Public law vs. private law

It is important to keep in mind that, in practice, there are no sharp divisions between the different branches of law , but rather they are all interrelated . In any case, it is possible to establish several differences between public law and private law .

The differences between public and private law are not an issue debated only in these times in which we live, but have been present in the judicial field for a long time. Thus, for example, we know that already during the period of the Enlightenment, in the 18th century, a clear separation was established between them while the Right to Work was promoted due to the development of the Industrial Revolution.

Equality

In public law, the links are usually unequal.

The contributions of Von Ihering and Jellinek

In the 19th century, this clear separation was also continued. In this specific case, it is worth highlighting the role played by the German jurist Rudolf von Ihering. What this did was establish three clearly differentiated categories: public law that had public property as its object of work, private law that was responsible for regulating what is the property of individuals, and finally the collective right that had as its owner of a property to the entire community of citizens.

Contemporary with this author, we also find another German jurist named Georg Jellinek who made an approach that establishes to a certain extent the clear differentiation that we have today between the two types of law. Thus, he determined that what separates these are the relationships that govern them: inequality in the case of public law because there is a subject that acts with power, which would be the State, and equality in matters of private law because both participating parties agree. are at the same level.

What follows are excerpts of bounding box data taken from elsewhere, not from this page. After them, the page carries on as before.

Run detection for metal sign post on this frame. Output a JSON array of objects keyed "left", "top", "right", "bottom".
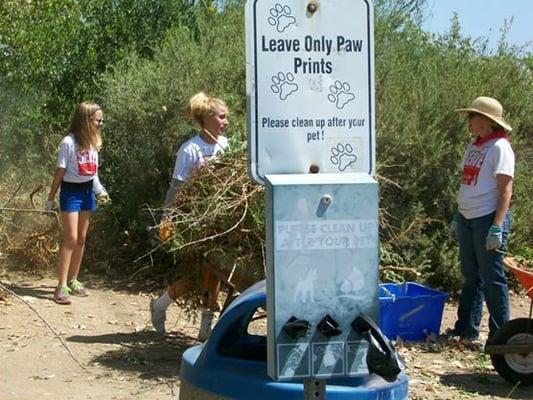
[
  {"left": 246, "top": 0, "right": 375, "bottom": 184},
  {"left": 246, "top": 0, "right": 378, "bottom": 400}
]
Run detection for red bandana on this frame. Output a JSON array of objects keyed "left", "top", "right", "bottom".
[{"left": 474, "top": 131, "right": 509, "bottom": 146}]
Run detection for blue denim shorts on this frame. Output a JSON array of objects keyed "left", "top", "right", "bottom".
[{"left": 59, "top": 189, "right": 96, "bottom": 212}]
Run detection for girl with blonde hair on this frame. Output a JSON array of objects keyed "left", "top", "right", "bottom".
[
  {"left": 46, "top": 101, "right": 109, "bottom": 304},
  {"left": 150, "top": 92, "right": 228, "bottom": 340}
]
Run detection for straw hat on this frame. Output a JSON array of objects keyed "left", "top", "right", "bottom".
[{"left": 455, "top": 96, "right": 512, "bottom": 131}]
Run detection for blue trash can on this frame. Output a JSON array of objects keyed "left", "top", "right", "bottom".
[
  {"left": 179, "top": 281, "right": 409, "bottom": 400},
  {"left": 379, "top": 282, "right": 448, "bottom": 341}
]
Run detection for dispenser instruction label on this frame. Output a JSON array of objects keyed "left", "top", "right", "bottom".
[{"left": 274, "top": 220, "right": 378, "bottom": 250}]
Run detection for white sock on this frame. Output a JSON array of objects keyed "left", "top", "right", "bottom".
[{"left": 154, "top": 291, "right": 174, "bottom": 311}]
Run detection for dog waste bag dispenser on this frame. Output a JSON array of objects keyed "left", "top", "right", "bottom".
[{"left": 265, "top": 173, "right": 378, "bottom": 380}]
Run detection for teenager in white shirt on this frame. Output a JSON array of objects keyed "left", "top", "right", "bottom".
[
  {"left": 150, "top": 92, "right": 228, "bottom": 340},
  {"left": 46, "top": 101, "right": 109, "bottom": 304},
  {"left": 449, "top": 97, "right": 515, "bottom": 340}
]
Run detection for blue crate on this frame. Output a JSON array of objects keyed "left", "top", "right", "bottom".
[{"left": 379, "top": 282, "right": 448, "bottom": 341}]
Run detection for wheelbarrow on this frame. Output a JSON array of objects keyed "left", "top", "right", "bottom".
[{"left": 485, "top": 259, "right": 533, "bottom": 385}]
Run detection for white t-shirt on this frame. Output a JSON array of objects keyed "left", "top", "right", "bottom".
[
  {"left": 57, "top": 133, "right": 103, "bottom": 194},
  {"left": 457, "top": 138, "right": 515, "bottom": 219},
  {"left": 172, "top": 135, "right": 228, "bottom": 182}
]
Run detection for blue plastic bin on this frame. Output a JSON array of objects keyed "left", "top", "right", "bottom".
[{"left": 379, "top": 282, "right": 448, "bottom": 341}]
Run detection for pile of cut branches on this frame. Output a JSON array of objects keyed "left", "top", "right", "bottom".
[
  {"left": 0, "top": 185, "right": 60, "bottom": 270},
  {"left": 156, "top": 150, "right": 265, "bottom": 298}
]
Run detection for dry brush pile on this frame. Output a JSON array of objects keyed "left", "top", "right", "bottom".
[
  {"left": 0, "top": 180, "right": 61, "bottom": 271},
  {"left": 154, "top": 153, "right": 265, "bottom": 304}
]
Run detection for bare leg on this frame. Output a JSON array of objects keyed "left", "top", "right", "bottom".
[
  {"left": 57, "top": 212, "right": 79, "bottom": 286},
  {"left": 68, "top": 211, "right": 92, "bottom": 280}
]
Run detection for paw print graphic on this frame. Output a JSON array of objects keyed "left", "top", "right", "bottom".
[
  {"left": 328, "top": 81, "right": 355, "bottom": 110},
  {"left": 267, "top": 3, "right": 296, "bottom": 33},
  {"left": 270, "top": 72, "right": 298, "bottom": 100},
  {"left": 330, "top": 143, "right": 357, "bottom": 171}
]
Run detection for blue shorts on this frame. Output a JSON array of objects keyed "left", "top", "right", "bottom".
[{"left": 59, "top": 189, "right": 96, "bottom": 212}]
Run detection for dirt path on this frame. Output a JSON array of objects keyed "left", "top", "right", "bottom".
[{"left": 0, "top": 275, "right": 533, "bottom": 400}]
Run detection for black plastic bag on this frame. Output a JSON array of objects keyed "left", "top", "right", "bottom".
[{"left": 352, "top": 314, "right": 403, "bottom": 382}]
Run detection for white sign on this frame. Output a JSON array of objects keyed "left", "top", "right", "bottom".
[
  {"left": 274, "top": 220, "right": 378, "bottom": 251},
  {"left": 246, "top": 0, "right": 375, "bottom": 183}
]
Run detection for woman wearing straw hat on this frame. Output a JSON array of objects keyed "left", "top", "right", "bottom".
[{"left": 450, "top": 97, "right": 515, "bottom": 340}]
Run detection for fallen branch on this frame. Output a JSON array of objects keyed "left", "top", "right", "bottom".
[
  {"left": 0, "top": 283, "right": 89, "bottom": 372},
  {"left": 379, "top": 265, "right": 422, "bottom": 276}
]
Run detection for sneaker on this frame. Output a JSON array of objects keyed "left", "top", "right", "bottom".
[
  {"left": 68, "top": 279, "right": 88, "bottom": 297},
  {"left": 150, "top": 299, "right": 167, "bottom": 333},
  {"left": 198, "top": 310, "right": 215, "bottom": 342},
  {"left": 54, "top": 286, "right": 72, "bottom": 304}
]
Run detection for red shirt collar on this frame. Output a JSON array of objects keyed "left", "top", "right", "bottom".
[{"left": 474, "top": 131, "right": 509, "bottom": 146}]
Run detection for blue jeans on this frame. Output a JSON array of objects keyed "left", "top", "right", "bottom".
[{"left": 454, "top": 210, "right": 511, "bottom": 339}]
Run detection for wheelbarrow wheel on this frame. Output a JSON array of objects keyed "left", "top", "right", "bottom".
[{"left": 490, "top": 318, "right": 533, "bottom": 385}]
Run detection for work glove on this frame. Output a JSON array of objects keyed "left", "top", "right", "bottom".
[
  {"left": 485, "top": 225, "right": 503, "bottom": 251},
  {"left": 96, "top": 190, "right": 111, "bottom": 206},
  {"left": 44, "top": 200, "right": 57, "bottom": 212},
  {"left": 448, "top": 215, "right": 459, "bottom": 242}
]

In the first of the aforementioned branches, the norms are imperative ; On the other hand, in private law, the rules are dispositive and act when there is no prior agreement or contract between the parties.

On the other hand, the most common relationship in public law is one of inequality (the public power is in a sovereign position, what is known as imperium ), while, in private law, the relationships are one of equality .

Norms in public law

Finally, it should be noted that, in public law, the rules pursue the achievement of a public interest . In private law, rules tend to favor the particular interests of people.

Legal certainty in public law is given by the principle of legality , which implies that the exercise of powers must be based on legal norms determined by a competent body and by the matters that are under its jurisdiction.